Take for example the amazing work we see from Brigid’s Path, an organization that can be understood as a little bit about substance abuse treatment, a little bit about child welfare, a little bit about health care, and entirely about believing in people and family. They don’t fit into the neat programmatic silos and funding streams that characterize existing systems. Rather than navigating that complexity for questionable payoff, Stand Together believes Brigid’s Path should be all-in on their work of caring for infants born exposed to substances and, critically, working with community partners to provide resources for moms to achieve the stability that will help them care for their children for both the near- and long-term.
We believe that innovations like CarePortal help solve for fundamental gaps in the broader ecosystem and provide the kind of infrastructure that’s needed to mobilize communities in transformational ways. CarePortal leverages technology to bring the needs of hurting children and families in communities to the attention of community members who can provide support and connection. Caseworkers uncover the needs. CarePortal makes local churches and community members aware, giving them a real-time opportunity to respond.
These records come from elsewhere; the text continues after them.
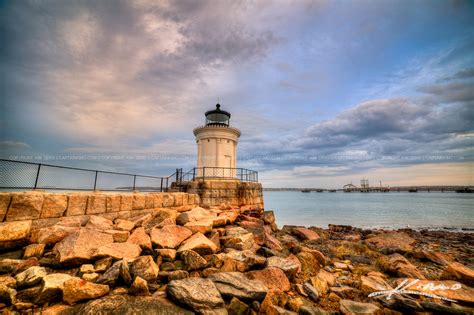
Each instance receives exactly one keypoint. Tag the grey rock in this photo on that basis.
(236, 284)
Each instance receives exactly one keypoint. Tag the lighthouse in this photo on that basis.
(216, 145)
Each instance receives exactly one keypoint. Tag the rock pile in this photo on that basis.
(228, 261)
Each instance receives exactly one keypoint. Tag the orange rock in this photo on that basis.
(273, 278)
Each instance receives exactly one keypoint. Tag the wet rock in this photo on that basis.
(198, 243)
(196, 214)
(370, 284)
(140, 238)
(30, 276)
(139, 287)
(311, 291)
(118, 251)
(14, 234)
(459, 272)
(192, 260)
(145, 267)
(236, 284)
(290, 267)
(33, 250)
(348, 307)
(99, 223)
(199, 294)
(448, 289)
(52, 286)
(305, 234)
(238, 238)
(169, 236)
(273, 278)
(392, 242)
(124, 225)
(400, 266)
(75, 290)
(128, 305)
(79, 247)
(103, 264)
(166, 254)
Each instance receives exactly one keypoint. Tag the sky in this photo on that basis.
(324, 92)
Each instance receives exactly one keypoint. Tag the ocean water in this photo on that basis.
(393, 210)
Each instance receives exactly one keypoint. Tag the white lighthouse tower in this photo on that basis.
(217, 145)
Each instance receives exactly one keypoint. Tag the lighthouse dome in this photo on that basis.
(217, 116)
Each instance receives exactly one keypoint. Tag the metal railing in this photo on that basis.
(18, 175)
(28, 175)
(203, 173)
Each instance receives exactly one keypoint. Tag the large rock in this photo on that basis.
(247, 257)
(99, 223)
(198, 243)
(14, 234)
(140, 238)
(236, 284)
(52, 286)
(30, 276)
(348, 307)
(198, 293)
(145, 267)
(196, 214)
(459, 272)
(400, 266)
(75, 290)
(290, 267)
(447, 289)
(118, 251)
(79, 247)
(52, 234)
(192, 260)
(369, 284)
(169, 236)
(130, 305)
(238, 238)
(54, 205)
(273, 278)
(202, 226)
(305, 234)
(392, 242)
(25, 206)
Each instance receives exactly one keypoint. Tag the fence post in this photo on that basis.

In a field that has been disproportionately focused on programs – in spite of affirming that there are no silver bullets – platforms can be difficult to understand. It can be difficult to determine what agency or issue area any program should be housed in. But the impact is clear. More than 40,000 community responders have been mobilized to support more than 140,000 children and their families, yielding incredible positive economic and human impact.
At Stand Together, we accept that some level of ambiguity is likely when partnering with those charting new territory. We embrace our principles and let the outcomes lead.
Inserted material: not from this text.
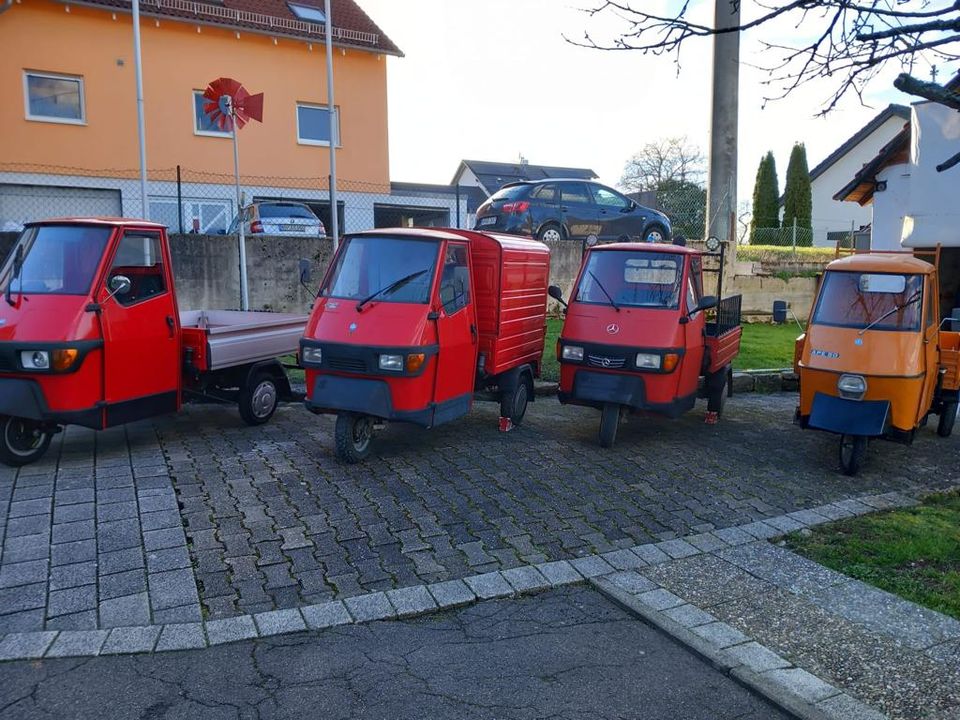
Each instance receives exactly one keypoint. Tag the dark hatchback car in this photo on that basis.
(570, 209)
The Stand Together community provides social innovators with resources to help maintain innovation without being unduly burdened by having to become part of the status quo. We also are providing social innovators with needed moral support, too. The pressures to conform to the narrow confines of the system as we know it are significant, including financial and legal strictures, and can leave entrepreneurs wrestling with uncertainty and loneliness.
We’re networking our Catalyst grantees and other partners with one another, believing there’s a multiplier effect in this. We want to counter the status quo and move people – advocates, practitioners, policymakers, funders and thought-leaders alike – past fear of the unknown, past the limitations of language and inertia to advance innovation and drive child and family wellbeing.
How can philanthropic funders play a role in driving transition from the status quo to an approach that advances child and family well-being?
Any innovation or new business that is successful reaches a point when scaling requires significant funding. Predictably, many entrepreneurs in the child and family well-being space turn to government funding to support scaling and long-term stability. Government funding can be significant and is predictable and, often, long-lasting. But as we discussed previously, the regulations associated with government funding often limit or destroy the very elements that set a program apart to provide better outcomes for children and families.
We believe it’s important to recognize that system transformation is a process rather than something as simple as flipping a light switch. Real transformation will involve a period of transition and we must be clear-eyed and intentional about pushing toward what could and should be while navigating the realities of what is. We’re rolling up our sleeves, standing alongside our child and family well-being partners and working collaboratively to create solutions.
Philanthropic funders play a critical role in this transformation of the system. When funders see innovation with proven and better outcomes for children and families, when they understand system resistance as a real sign of progress, and they offer the resources to scale and experiment more, real progress can be made.